僕が寝る前に明日は一日中ゆっくり出来ると言ったからか、チビモンはまだ眠っているし、起こすべきでは無いだろう。

……お爺ちゃんは嫌いではないが、最近は僕の事が鬱陶しくなったのか露骨に会いに来なくなった事だし、逆に会いに行かない方がお爺ちゃんの為かも知れない。

 そう結論をだした僕はおばちゃんに一言行けないと伝えて電話を切ろうとしたが、そこでおばちゃんが突然泣き出した。

 

 

「ほ……本当は、貴方のお爺ちゃんに自分に何かあってもアマキちゃんには何も伝えないでくれって頼まれてたの。もしも自分が唐突に死んでも、遺産がすべてアマキちゃんに残るようになってるってことも言ってたわ」

 

「お爺ちゃんが?」

 

「そうなの。それにあの人、4月頃から貴方に会いに行かなくなったでしょ? それも自分が居ない方が良い気がしたかららしいわ。

私はそんな事ないって言ったんだけど、あの人はワシには分かるっていって聞かなくて……」

 

「……そう、だったんですか……」

 

「……でも元々身体がそんなに良くなかったのと、最近の行方不明事件に貴方が巻き込まれていないか、ずっと心配してたわ……言葉には決して出さなかったけど」

 

 

 そう言って電話の向こうで泣き崩れるおばちゃん。

そんなおばちゃんをよそに、僕は転生してから初めてデジモン関連以外の記憶を遡った。

 

――思い浮かぶのは、どんな時でも優しく微笑んでくれ、僕の行動を遮る様な事をしなかったお爺ちゃん。

……当時の僕は、それらを両親が居ない罪悪感からくる行動と冷めた考えを持っていたが、そうでは無かったのだと初めて気が付いた。

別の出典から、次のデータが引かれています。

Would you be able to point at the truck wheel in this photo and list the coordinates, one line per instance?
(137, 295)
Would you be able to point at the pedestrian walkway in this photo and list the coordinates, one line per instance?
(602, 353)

きっとお爺ちゃんにとってはそんな罪悪感は二の次だったのだろう。

それよりもお爺ちゃんにとって僕は―――――

 

 

「……おばちゃん、病院の場所、もう一度教えてください」

 

 

 それは僕にとって……守谷天城にとっては正しい行動だったのかもしれない。

だけど、決して、転生者としては……ほんの少し未来の僕からしたら何一つ正しくない行動だった。

 

 

 

 

 

 電話の後、チビモンと共に急いで病院に向かった僕は、ギリギリの所で状況が悪化して手術室に運ばれるお爺ちゃんに声を掛け、その後手術室の前でおばちゃんと共に数時間程待った。

外では夕日が沈むくらいの時間になった頃、手術中の点灯が消え、中から出て来た医者に話を聞くと、なんとか手術が成功したという言葉を聞く事が出来た。

 

 その言葉に自分でも驚くぐらいの喜びの声を上げた僕だったが、一緒に居たおばちゃんにそれが聞かれたという事に少し恥ずかしくなり、その場から抜け出し、行く宛も無かったので、ロビーの自動販売機へと向かった。

 

 ……結局、今日は何も出来なかったがそれなりに良い行動はしたかもしれない、と内心評価していた僕だったが、ロビーにあるテレビを見てそんな浅はかな考えは吹き飛んだ。

 

 

『――昨日より新たに行方不明になっております……くん、……くん、一乗寺賢くん、……ちゃん―――――――――――以上、……名は、恐らく田町で何者かに連れ去られたと予想され―――――――』

 

 

「あぁ――――――あぁ――!!」

 

 

 僕は声にならない奇声を上げながら病院を飛び出した。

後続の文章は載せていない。